Comment by chromacity
12 days ago
Like the original Grammarly, I think this can be useful for business writing because these tools help you get to the point. Many students are rewarded for using flowery language in school essays, but if you're composing an email or writing a design doc, just optimize for reading time and clarity.
But for general use, I think this is misguided. The problem with LLM output is not that it's using em dashes or words such as "crucial". It's that most LLM articles on LinkedIn or on personal blogs just take a one-sentence prompt and dress it up into a lot of pointless words, wasting everyone's time: "I had a shower thought and I asked a chatbot to write five pages of text about it." I don't need prettier words, I need there to be far fewer of them?
On the flip side, if you're a human and actually have something of consequence to say, "delve" all you want.
> "I had a shower thought and I asked a chatbot to write five pages of text about it." I don't need prettier words, I need there to be fewer of them?
Always judge an author by the length of their text.
Decades of insights barely condensed into 200 pages? Great! Hours of thought expanded into 200 pages? Very bad.
Same length of text but lands very differently. Same is true for emails, tweets, videos, and even just talking. Say less! But not too little either.
> Always judge an author by the length of their text.
Flashbacks to a past employer where the CEO decided that brevity was a core company value and started rewarding people for short communications and scolding us for longer text.

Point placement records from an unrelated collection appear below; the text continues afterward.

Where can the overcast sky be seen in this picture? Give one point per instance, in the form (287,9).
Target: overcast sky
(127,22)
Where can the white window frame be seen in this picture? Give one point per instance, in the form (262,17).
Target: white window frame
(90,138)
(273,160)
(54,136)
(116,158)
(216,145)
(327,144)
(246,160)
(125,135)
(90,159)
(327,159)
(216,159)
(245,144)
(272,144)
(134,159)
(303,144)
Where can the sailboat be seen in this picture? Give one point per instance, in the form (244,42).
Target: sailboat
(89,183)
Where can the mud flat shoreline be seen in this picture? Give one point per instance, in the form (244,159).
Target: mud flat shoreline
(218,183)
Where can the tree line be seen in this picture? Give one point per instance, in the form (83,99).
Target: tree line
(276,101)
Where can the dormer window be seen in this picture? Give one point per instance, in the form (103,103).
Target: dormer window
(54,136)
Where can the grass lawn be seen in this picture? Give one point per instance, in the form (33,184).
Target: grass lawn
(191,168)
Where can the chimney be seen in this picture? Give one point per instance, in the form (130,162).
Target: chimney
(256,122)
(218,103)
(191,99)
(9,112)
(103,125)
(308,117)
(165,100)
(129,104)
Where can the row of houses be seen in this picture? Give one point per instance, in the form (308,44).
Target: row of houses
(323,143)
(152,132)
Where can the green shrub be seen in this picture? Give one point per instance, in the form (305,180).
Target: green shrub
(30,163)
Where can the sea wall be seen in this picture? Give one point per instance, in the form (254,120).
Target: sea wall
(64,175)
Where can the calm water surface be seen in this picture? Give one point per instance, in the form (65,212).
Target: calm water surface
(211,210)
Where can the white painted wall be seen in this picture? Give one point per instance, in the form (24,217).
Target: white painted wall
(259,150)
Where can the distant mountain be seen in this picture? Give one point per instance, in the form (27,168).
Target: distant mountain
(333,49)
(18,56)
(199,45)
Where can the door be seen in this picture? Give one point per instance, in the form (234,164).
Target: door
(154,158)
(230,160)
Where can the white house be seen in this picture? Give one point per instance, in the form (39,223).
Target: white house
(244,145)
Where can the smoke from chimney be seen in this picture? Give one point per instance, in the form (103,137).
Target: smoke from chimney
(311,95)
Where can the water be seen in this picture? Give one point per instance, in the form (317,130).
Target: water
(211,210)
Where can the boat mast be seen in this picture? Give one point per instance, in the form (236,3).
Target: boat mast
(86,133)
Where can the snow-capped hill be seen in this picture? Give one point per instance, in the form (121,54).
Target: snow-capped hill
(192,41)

Over the next year a few charlatans moved up the ranks by spitting out half-baked thoughts and e-mails all the time, which looked like clarity and brevity on the surface. People were afraid to speak out or discuss nuance because it was too many words, and you didn't want to use too many words.
There is such a thing as balance. For some reason it tends to be very easy to go overboard in either direction.
Also, any metric ceases to be a good metric the moment it becomes a goal.
I have observed both of the above statements in many different contexts, they seem to be (somewhat) universal rules for human society.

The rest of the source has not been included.